Sulla possibilità di costruire rappresentazione vere rispetto ciò che non risulta osservabile si è aperto un
dibattitto nelle scienze fisiche. A ciò si aggiunge la riconsiderazione critica dell’atto di osservare. Decisivo è
il contributo di Norwood Russel Hanson sulla teoricità dell’osservazione. Hanson coniò l’espressione
theory-ladeness, con cui il filosofo nordamericano qualifica l’osservazione scientifica come “intrisa di
teoria”. Quando dirigiamo lo sguardo verso un qualsivoglia oggetto del mondo, lo vediamo come una chiave
che viene dettata dal modello teorico (non necessariamente esplicito) che orienta il nostro sguardo. Ogni
vedere, per Hanson, è un “vedere come”, guidato da una gestalt teorica, che qualche anno dopo, Thomas
Kuhn definirà “paradigma”.
Questa concezione dell’osservazione, e più in generale, dell’esperienza del mondo, mette in discussione il
“dogma dell’immacolata percezione”, per il quale l’accertamento della verità di un’affermazione sul mondo
può essere stabilito semplicemente attraverso l’osservazione per trarre da questa pratica, con Cartesio, “idee
chiare e distinte” su cui basare il proprio responso.
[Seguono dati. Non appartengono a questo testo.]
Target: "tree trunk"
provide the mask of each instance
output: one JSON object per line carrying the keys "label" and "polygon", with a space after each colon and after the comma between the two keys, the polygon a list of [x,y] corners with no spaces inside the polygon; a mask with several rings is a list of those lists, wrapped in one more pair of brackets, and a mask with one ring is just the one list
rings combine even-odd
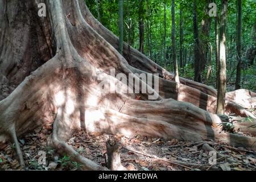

L’incertezza delle risposte agli interrogativi di ricerca ha radici ancora più profonde. Le scienze psicosociali
si occupano sia di oggetti osservabili, sia di oggetti inosservabili.
Sono osservabili i comportamenti e i prodotti del comportamento; è inosservabile tutto quello che sta nella
testa della gente, gli atteggiamenti, i valori, il significato associato alle proprie azioni.
Di norma, una ricerca psicosociale comporta l’acquisizione di informazioni che attengono sia a stati
osservabili, sia a stati inosservabili. Solo raramente lo psicologo e il sociologo si accontentano di prendere
nota solo di quanto è immediatamente osservabile.
Dan Sperber afferma: “È impossibile descrivere bene un fenomeno culturale senza tener conto dell’idea che
se ne fanno coloro che vi partecipano; ora le idee non si osservano, si comprendono intuitivamente, e non si
descrivono, si interpretano”.
Le strategie per accedere agli stati inosservabili si basano su procedure impiegate – mutatis mutandi – anche
da altre discipline scientifiche. Lo stato degli oggetti/soggetti in studio su di una proprietà inosservabile
viene desunta dall’esame del loro stato su una o più proprietà osservabili associate alla prima.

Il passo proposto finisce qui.